Error deploying torchserve: model load failed

DeepManuPy · March 15, 2021, 3:34pm

Here is the dropbox link to the zip containing log file, model.py, handler.py etc.
https://www.dropbox.com/s/gi8wmyxmpy1zx84/Files.zip?dl=0

Model trained:

Commands used:

torch-model-archiver --model-name foodnet_resnet18 \
                     --version 1.0 \
                     --model-file model/model.py \
                     --serialized-file model/foodnet_resnet18.pth \
                     --handler model/handler.py \
                     --extra-files model/index_to_name.json

torchserve --start \
           --ncs \
           --ts-config deployment/config.properties \
           --model-store deployment/model-store \
           --models foodnet=foodnet_resnet18.mar

ptrblck · March 16, 2021, 4:14am

What kind of error are you seeing?
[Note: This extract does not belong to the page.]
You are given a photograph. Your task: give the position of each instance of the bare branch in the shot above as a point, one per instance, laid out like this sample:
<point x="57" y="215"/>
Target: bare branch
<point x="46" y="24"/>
Could you post the complete stack trace, please?

DeepManuPy · March 16, 2021, 4:21am

Could you please check out the log file from the dropbox link? The webpage isn’t allowing me to post a complete stack trace.

DeepManuPy · March 16, 2021, 4:58am

@ptrblck ,

I’ve traced the error to model.load_state_dict( ). To give you context,

import torch.nn as nn
from torchvision.models.resnet import ResNet,BasicBlock

class ImageClassifier(ResNet):
	def __init__(self):
		super(ImageClassifier,self).__init__(BasicBlock,[2,2,2,2],num_classes=2)
		self.fc = nn.Linear(512,2)

import torch
model = ImageClassifier()
model.load_state_dict(torch.load("trainedRes18.pth"))
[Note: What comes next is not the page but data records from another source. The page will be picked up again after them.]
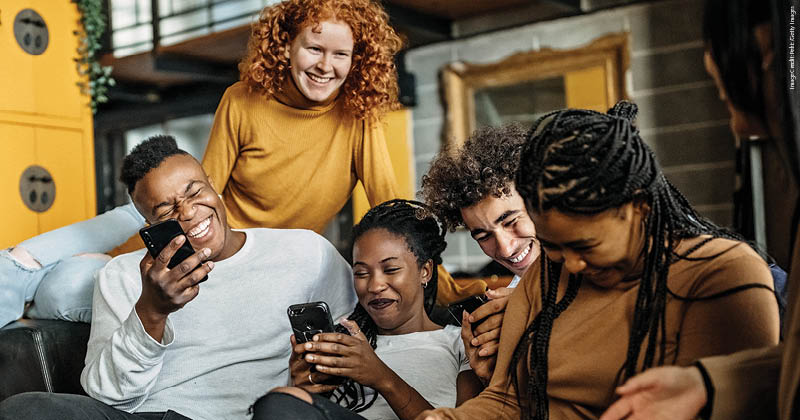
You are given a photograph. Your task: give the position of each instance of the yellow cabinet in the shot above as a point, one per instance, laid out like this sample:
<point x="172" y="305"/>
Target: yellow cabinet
<point x="45" y="121"/>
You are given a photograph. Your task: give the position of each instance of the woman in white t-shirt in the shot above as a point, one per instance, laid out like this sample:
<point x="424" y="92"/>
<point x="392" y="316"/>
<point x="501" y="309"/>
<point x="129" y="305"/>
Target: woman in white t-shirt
<point x="395" y="362"/>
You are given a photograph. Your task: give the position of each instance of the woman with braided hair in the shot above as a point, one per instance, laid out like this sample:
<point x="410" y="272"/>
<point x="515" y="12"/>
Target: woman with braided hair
<point x="632" y="276"/>
<point x="395" y="361"/>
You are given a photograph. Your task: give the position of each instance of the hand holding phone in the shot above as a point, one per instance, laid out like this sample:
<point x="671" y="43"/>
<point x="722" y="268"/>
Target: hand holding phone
<point x="157" y="236"/>
<point x="309" y="319"/>
<point x="166" y="290"/>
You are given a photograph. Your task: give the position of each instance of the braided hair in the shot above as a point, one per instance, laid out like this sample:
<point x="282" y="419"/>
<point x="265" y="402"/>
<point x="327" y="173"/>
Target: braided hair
<point x="586" y="162"/>
<point x="424" y="235"/>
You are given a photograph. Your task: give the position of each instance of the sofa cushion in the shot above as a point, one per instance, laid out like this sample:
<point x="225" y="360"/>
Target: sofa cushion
<point x="42" y="355"/>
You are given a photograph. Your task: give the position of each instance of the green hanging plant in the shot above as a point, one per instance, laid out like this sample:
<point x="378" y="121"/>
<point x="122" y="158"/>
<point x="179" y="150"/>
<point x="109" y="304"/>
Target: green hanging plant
<point x="93" y="25"/>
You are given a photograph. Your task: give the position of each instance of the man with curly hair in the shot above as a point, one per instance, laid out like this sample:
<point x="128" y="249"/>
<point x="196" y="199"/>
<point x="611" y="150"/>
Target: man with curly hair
<point x="474" y="187"/>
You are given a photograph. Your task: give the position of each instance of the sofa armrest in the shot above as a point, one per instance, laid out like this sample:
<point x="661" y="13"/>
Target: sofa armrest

I’ve trained and saved the “trainedRes18.pth” using:
The code snippet I’ve posted.

torch.save(model_ft.state_dict(),"trainedRes18.pth")

ptrblck · March 16, 2021, 5:04am

I’m not familiar enough with the torchserve backend, and don’t know why the loading is failing as it doesn’t seem to provide enough information in the error message (i.e. is the file missing?).

DeepManuPy · March 16, 2021, 5:06am

I’ve tried to run the load separately to see why its failing. This is what it shows.

ptrblck · March 16, 2021, 5:08am

That’s more helpful and points towards a PyTorch version, which is too old to load the file.
I guess you might have stored the state_dict (or any other file) using a new PyTorch release and are trying to load it in torchserve using an older PyTorch version.
Could this be the case and if so, could you update torchserve to the latest release?

DeepManuPy · March 16, 2021, 5:13am

The torch version on which I am running the torchserve is:
cpu only.

And I’ve trained the model using torch 1.8.0+cu101

ptrblck · March 16, 2021, 6:14am

That would explain the error. Could you update the PyTorch version in your torchserve environment to 1.8.0 as well?

DeepManuPy · March 16, 2021, 6:45am

After updating PyTorch, model load is working but only if map_location is used. How do I make torchserve know that it needs to load model on cpu and not on gpu?

ptrblck · March 16, 2021, 6:54am

The loading behavior is not defined by torchserve but by PyTorch depending how you’ve stored the state_dict. You could either push the model to the CPU before storing the state_dict or use the map_location argument as explained here.